Le Stalinisme
Le critique est quelque peu découragé quand il lui faut rendre compte en si peu de lignes d’un livre aussi volumineux, aussi attachant, aussi dense et aussi important que celui-ci.
L’auteur en est un jeune historien russe – le frère du biologiste Jaurès Medvedev qui fut quelque temps, en 1970, interné dans un hôpital psychiatrique pour avoir cherché à démanteler les théories, patronnées par le régime, de Lyssenko. Son père, professeur de philosophie à l’Université de Leningrad, avait été une des victimes des purges staliniennes de 1937 : mort en déportation, il avait été réhabilité par le XXe Congrès. C’est à la suite du XXIIe Congrès, qui confirma la déchéance du culte de la personnalité, que le jeune Roy s’inscrivit au Parti communiste et conçut – en historien et nullement en polémiste – l’idée de son livre. Il redoutait semble-t-il, que l’opinion de son pays n’interprète les décisions des derniers congrès comme un simple revirement politique, sans réaliser pleinement tout ce que la période stalinienne avait eu en réalité de morbide et de néfaste pour le développement harmonieux du socialisme. Il voulait, tant qu’il n’était pas trop tard, recueillir et présenter au public le maximum de témoignages et de preuves des erreurs, des égarements et, puisqu’il fallait bien finalement en venir là, des crimes de Staline.
Le travail qu’il a réalisé dans ce but est énorme, non pas tellement du fait de la documentation recueillie (1) et analysée, mais en raison de l’effort de réflexion qui a été nécessaire pour comprendre et expliquer une des époques les plus déroutantes et un des personnages les plus monstrueux de l’histoire russe. C’est le résultat d’une minutieuse dissection, où rien n’est négligé, où le moindre détail est pris en ligne de compte, que Roy Medvedev livre à la réflexion des historiens, des sociologues, des hommes politiques, des psychologues et du grand public.

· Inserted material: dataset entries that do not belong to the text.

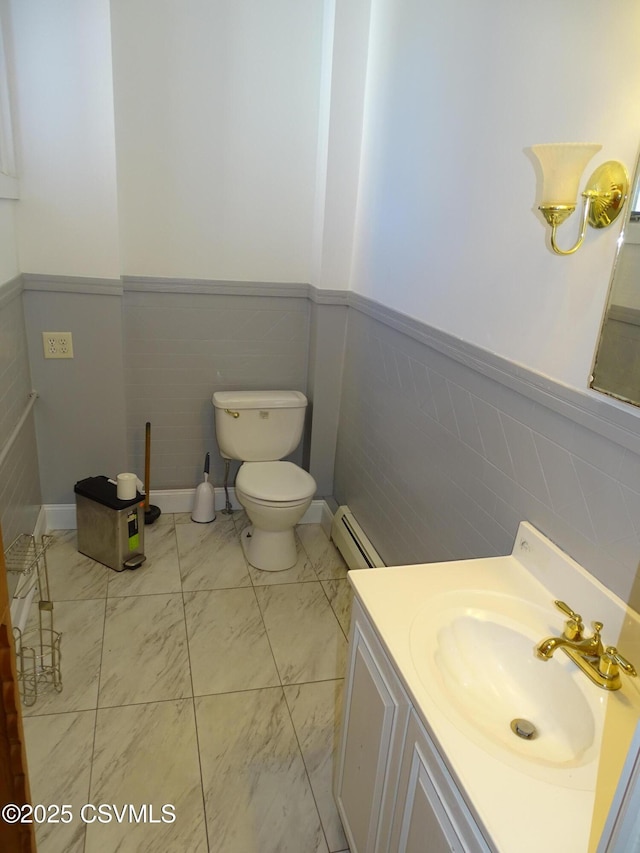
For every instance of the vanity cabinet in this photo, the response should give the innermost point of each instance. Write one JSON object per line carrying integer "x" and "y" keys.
{"x": 393, "y": 790}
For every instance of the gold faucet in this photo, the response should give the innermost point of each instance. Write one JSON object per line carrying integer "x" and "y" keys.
{"x": 602, "y": 665}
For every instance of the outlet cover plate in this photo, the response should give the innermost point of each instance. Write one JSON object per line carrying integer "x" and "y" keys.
{"x": 57, "y": 344}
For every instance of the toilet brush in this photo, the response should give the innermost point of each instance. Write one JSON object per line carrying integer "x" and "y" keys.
{"x": 151, "y": 513}
{"x": 204, "y": 500}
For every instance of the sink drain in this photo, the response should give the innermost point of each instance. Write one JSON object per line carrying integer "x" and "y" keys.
{"x": 523, "y": 728}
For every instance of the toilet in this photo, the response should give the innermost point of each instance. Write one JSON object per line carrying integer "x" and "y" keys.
{"x": 261, "y": 428}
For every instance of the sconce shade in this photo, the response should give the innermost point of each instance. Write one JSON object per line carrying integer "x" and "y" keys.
{"x": 562, "y": 167}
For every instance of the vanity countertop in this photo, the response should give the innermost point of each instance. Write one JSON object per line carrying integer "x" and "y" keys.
{"x": 537, "y": 808}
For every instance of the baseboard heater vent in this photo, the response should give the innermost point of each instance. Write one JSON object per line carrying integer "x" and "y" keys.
{"x": 350, "y": 539}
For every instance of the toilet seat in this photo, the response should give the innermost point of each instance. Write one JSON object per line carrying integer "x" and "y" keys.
{"x": 275, "y": 481}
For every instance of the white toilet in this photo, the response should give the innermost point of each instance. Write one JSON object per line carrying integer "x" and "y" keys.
{"x": 261, "y": 428}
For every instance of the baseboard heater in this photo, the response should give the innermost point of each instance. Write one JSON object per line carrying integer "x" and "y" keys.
{"x": 351, "y": 540}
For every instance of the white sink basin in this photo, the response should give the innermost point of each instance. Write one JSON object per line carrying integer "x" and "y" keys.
{"x": 474, "y": 651}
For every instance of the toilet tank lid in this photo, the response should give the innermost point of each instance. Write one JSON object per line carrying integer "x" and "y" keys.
{"x": 259, "y": 400}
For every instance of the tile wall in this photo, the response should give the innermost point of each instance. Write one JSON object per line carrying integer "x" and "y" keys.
{"x": 180, "y": 348}
{"x": 439, "y": 462}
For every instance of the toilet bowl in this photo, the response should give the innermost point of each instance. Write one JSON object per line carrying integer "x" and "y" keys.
{"x": 261, "y": 428}
{"x": 275, "y": 496}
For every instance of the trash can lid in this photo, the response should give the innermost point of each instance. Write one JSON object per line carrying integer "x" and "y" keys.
{"x": 104, "y": 492}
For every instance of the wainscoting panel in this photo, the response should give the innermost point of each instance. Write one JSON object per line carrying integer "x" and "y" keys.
{"x": 439, "y": 461}
{"x": 19, "y": 479}
{"x": 180, "y": 348}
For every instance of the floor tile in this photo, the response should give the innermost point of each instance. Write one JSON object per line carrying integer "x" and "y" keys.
{"x": 81, "y": 624}
{"x": 148, "y": 755}
{"x": 211, "y": 556}
{"x": 160, "y": 572}
{"x": 145, "y": 656}
{"x": 325, "y": 557}
{"x": 228, "y": 645}
{"x": 71, "y": 574}
{"x": 340, "y": 594}
{"x": 59, "y": 749}
{"x": 315, "y": 711}
{"x": 306, "y": 638}
{"x": 257, "y": 793}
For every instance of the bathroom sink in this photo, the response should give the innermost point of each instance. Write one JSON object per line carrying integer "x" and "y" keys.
{"x": 474, "y": 652}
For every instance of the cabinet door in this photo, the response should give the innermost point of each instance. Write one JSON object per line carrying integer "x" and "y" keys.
{"x": 430, "y": 811}
{"x": 374, "y": 722}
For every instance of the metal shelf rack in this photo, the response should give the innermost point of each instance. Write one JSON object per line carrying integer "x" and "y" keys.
{"x": 37, "y": 645}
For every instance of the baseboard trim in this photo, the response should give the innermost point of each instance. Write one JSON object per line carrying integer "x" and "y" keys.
{"x": 63, "y": 516}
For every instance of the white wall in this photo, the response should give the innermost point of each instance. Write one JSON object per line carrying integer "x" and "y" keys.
{"x": 448, "y": 229}
{"x": 8, "y": 254}
{"x": 67, "y": 213}
{"x": 237, "y": 143}
{"x": 216, "y": 126}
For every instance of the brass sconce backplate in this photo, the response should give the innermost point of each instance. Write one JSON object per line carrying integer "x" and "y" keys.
{"x": 608, "y": 188}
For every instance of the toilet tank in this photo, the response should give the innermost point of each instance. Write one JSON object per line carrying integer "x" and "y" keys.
{"x": 258, "y": 426}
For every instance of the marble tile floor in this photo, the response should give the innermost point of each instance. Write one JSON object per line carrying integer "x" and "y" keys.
{"x": 197, "y": 683}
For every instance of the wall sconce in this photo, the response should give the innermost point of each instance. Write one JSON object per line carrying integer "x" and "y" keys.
{"x": 604, "y": 197}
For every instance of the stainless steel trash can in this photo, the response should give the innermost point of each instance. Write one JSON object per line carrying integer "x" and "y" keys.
{"x": 110, "y": 531}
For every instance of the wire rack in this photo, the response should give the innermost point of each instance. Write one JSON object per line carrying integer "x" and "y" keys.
{"x": 38, "y": 644}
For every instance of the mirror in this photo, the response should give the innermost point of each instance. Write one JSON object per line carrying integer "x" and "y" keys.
{"x": 616, "y": 369}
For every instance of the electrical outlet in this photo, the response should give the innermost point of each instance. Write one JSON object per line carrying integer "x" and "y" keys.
{"x": 57, "y": 344}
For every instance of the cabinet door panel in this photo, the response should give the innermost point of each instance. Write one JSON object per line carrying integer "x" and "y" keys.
{"x": 375, "y": 717}
{"x": 425, "y": 824}
{"x": 431, "y": 813}
{"x": 368, "y": 735}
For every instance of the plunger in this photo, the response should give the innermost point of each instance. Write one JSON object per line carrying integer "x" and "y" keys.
{"x": 151, "y": 513}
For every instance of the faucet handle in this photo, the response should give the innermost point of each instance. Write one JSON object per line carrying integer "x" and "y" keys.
{"x": 611, "y": 659}
{"x": 575, "y": 626}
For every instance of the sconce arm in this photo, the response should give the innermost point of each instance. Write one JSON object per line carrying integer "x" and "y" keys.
{"x": 588, "y": 196}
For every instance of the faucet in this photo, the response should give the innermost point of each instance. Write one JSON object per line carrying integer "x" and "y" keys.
{"x": 602, "y": 665}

Les scrupules que l’auteur a apportés à sa recherche et l’absolue sincérité de ses déductions sont manifestes, et seuls quelques opposants obtus et systématiques à tout ce qui nous vient de Russie sans porter l’estampille officielle de ses dirigeants actuels, pourraient les mettre en doute. A-t-il pour autant fait preuve d’une rigoureuse objectivité ?
Le régime n’en paraît pas convaincu, puisque la publication de l’ouvrage a été interdite en Russie et que sa diffusion – de ce fait forcément très limitée – n’est assurée que par le recours au Samizdat (2). Le Parti communiste de l’URSS, quant à lui, est manifestement convaincu du contraire, puisque Roy Medvedev en a été exclu en août 1969 « pour avoir calomnié le système social soviétique ».
Qu’en penseront les lecteurs occidentaux ? Les non spécialistes ne se poseront sans doute pas la question, tant le récit est entraînant, tant le style est à la fois vigoureux, alerte et clair, tant les descriptions sont vivantes, et les réflexions empreintes de gravité et de profondeur. Les spécialistes, par contre, mettront peut-être en doute certaines thèses de l’auteur, celle, par exemple, suivant laquelle l’épisode stalinien a été, dans le développement du socialisme russe, entièrement négatif : ou celle qui refuse de voir dans le stalinisme l’aboutissement nécessaire et logique de l’encerclement capitaliste de la Russie, réduite, au cours des années 1920, à chercher seule la voie du « socialisme dans un seul pays » ; ou celle encore qui dénie à Staline pratiquement toute part constructive dans la victoire de l’armée et du peuple russe sur l’hitlérisme (Joffre disait déjà : « On sait bien qui aurait perdu la bataille de la Marne… »).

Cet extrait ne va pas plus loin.